El país tiene un enfoque formal de la violencia basada en el género, que se fundamenta en el respeto a los derechos humanos, establecido en el Plan Nacional de Equidad de Género, PLANEG II, y la supervisión de su funcionamiento pertenece a la Secretaría de Estado de la Mujer, SEM, que de acuerdo a su misión, es la encargada de regir y dar seguimiento a la implementación de políticas públicas para lograr la equidad, igualdad de derechos y ciudadanía plenas de las mujeres, mediante la integración de la perspectiva de género en el quehacer estatal, la sensibilización y cambio de valores de la sociedad y la articulación con organizaciones nacionales e internacionales. Por lo tanto, como decía la Catedrática de Historia de la Educación de las Mujeres, de la Facultad de Ciencias de la Educación, de la Universidad de Sevilla, en ocasión de su visita al país a finales del año pasado, los países que como la R. Dominicana, que cuentan con una Secretaría de la Mujer, disponen de un instrumento inmejorable para articular y proponer políticas de intervención en cada una de las demás Secretarías.

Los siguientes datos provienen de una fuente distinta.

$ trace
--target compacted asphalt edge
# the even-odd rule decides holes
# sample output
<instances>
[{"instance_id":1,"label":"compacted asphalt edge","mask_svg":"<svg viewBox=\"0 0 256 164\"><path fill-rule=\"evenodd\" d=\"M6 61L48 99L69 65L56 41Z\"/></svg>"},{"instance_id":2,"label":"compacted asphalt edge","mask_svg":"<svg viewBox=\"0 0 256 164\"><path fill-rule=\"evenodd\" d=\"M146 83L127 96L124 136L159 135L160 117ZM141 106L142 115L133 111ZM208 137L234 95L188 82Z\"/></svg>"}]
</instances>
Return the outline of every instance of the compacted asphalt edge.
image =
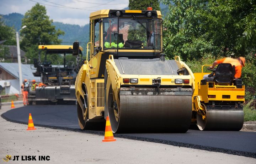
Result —
<instances>
[{"instance_id":1,"label":"compacted asphalt edge","mask_svg":"<svg viewBox=\"0 0 256 164\"><path fill-rule=\"evenodd\" d=\"M9 119L9 118L4 116L4 113L2 114L1 115L1 117L2 117L2 118L7 121L9 121L10 122L15 123L18 123L24 124L27 124L27 123L26 122L18 121ZM34 126L41 126L53 129L61 129L65 130L75 131L81 133L89 133L92 134L95 134L102 136L104 136L105 134L105 132L103 131L97 131L90 130L81 130L78 129L74 129L69 128L63 127L55 126L48 125L37 124L34 124ZM198 145L197 145L184 143L176 141L172 141L164 140L160 140L159 139L154 139L141 137L135 137L122 134L114 134L114 137L117 138L123 138L130 140L141 141L143 141L162 143L164 144L169 145L175 146L198 149L200 150L206 150L212 152L221 152L230 154L241 155L247 157L251 157L256 158L256 153L246 152L242 151L229 150L222 148L218 148L209 146Z\"/></svg>"}]
</instances>

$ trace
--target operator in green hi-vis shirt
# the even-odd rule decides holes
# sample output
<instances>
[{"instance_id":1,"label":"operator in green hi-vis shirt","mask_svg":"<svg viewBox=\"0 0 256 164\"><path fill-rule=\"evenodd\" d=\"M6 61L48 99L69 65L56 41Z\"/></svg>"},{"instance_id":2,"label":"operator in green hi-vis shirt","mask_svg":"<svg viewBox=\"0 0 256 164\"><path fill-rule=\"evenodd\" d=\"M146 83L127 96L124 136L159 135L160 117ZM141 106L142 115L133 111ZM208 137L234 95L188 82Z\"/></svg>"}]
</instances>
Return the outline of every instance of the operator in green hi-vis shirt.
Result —
<instances>
[{"instance_id":1,"label":"operator in green hi-vis shirt","mask_svg":"<svg viewBox=\"0 0 256 164\"><path fill-rule=\"evenodd\" d=\"M106 48L117 48L117 30L118 28L117 25L113 24L110 26L107 30L107 36L105 39L106 41L104 43L104 46ZM122 42L119 43L118 44L118 48L123 48L124 44Z\"/></svg>"},{"instance_id":2,"label":"operator in green hi-vis shirt","mask_svg":"<svg viewBox=\"0 0 256 164\"><path fill-rule=\"evenodd\" d=\"M106 48L117 48L117 44L115 43L114 42L112 42L110 44L109 43L106 41L105 42L104 46ZM118 44L118 48L123 48L123 46L124 44L122 43L119 43Z\"/></svg>"}]
</instances>

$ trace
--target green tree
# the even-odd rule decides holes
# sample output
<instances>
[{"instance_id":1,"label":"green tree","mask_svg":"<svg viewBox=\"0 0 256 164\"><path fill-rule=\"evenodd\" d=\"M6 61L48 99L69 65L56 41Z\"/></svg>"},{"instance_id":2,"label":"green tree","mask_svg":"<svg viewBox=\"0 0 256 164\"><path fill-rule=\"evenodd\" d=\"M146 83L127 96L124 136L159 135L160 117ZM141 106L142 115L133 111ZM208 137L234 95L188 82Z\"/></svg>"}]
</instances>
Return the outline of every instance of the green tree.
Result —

Sepan que en la R. Dominicana, donde las violencias sociales en general y las de género en particular, arrebatan, promover los piropos es un arma de doble filo, por la “naturalización” de violencias sutiles, que no nos deja a las mujeres ni siquiera reconocerlas y terminan tupiendo el entramado de las grandes y aparatosas violencias, como el feminicidio.

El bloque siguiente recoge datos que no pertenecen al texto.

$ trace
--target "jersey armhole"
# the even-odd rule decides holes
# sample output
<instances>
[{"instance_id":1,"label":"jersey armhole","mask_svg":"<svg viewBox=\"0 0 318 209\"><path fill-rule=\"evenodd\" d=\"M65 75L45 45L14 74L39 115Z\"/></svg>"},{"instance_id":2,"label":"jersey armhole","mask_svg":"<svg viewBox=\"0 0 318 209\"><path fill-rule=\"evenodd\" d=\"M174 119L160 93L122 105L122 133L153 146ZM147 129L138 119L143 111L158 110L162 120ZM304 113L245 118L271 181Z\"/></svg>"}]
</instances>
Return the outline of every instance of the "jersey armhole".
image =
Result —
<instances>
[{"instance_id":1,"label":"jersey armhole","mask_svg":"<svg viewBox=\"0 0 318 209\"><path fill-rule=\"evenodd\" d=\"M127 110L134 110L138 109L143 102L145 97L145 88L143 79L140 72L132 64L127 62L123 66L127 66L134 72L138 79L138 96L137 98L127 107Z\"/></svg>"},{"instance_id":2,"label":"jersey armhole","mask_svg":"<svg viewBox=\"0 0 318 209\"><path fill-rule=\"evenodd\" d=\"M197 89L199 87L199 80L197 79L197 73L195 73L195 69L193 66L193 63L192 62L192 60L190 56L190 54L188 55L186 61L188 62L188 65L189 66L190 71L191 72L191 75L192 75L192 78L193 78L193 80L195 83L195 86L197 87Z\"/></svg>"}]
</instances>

Como para la dirección de Interior y Policía, la difusión de las estadísticas son claves para la comprensión del problema y para el diseño de políticas y estrategias a seguir, como manifestara en la entrevista otorgada a la revista Quehaceres de noviembre de 2008, recordamos algunas de ellas, de la propia investigación de esa cartera, que señalan perfectamente la tríada de la violencia masculina: el 92% de los ejecutores de homicidios violentos, son hombres; el cien por ciento de los feminicidios, son cometidos también por hombres; y los suicidios también están encabezados por hombres.

Además, llama la atención de cualquiera, el doloroso dato de que, en los primeros 40 días de este año 2009, hayan sido asesinadas por razones de género, 34 dominicanas, sucumbiendo a masculinos violentos de su cercanía, mujeres que vivieron maltratadas hasta morir a manos de sus piropeadores!

Es verdad que todo depende de lo que se diga, del tono con el que se diga y quién lo diga, pero la sutil línea que separa el halago de una lisonja inocente, de un requiebro ofensivo, cuando se deja al antojo de quien sea, hacen del piropo una  violencia invisible, un atentado, muchas veces cotidiano, contra la dignidad de la mujer.

Las dominicanas necesitamos que todas las autoridades se coordinen en acciones que fortalezcan la igualdad y la equidad, sin manipularnos con ideas dicotómicas y de doble moral, a través de prácticas que profundizan nuestra subordinación!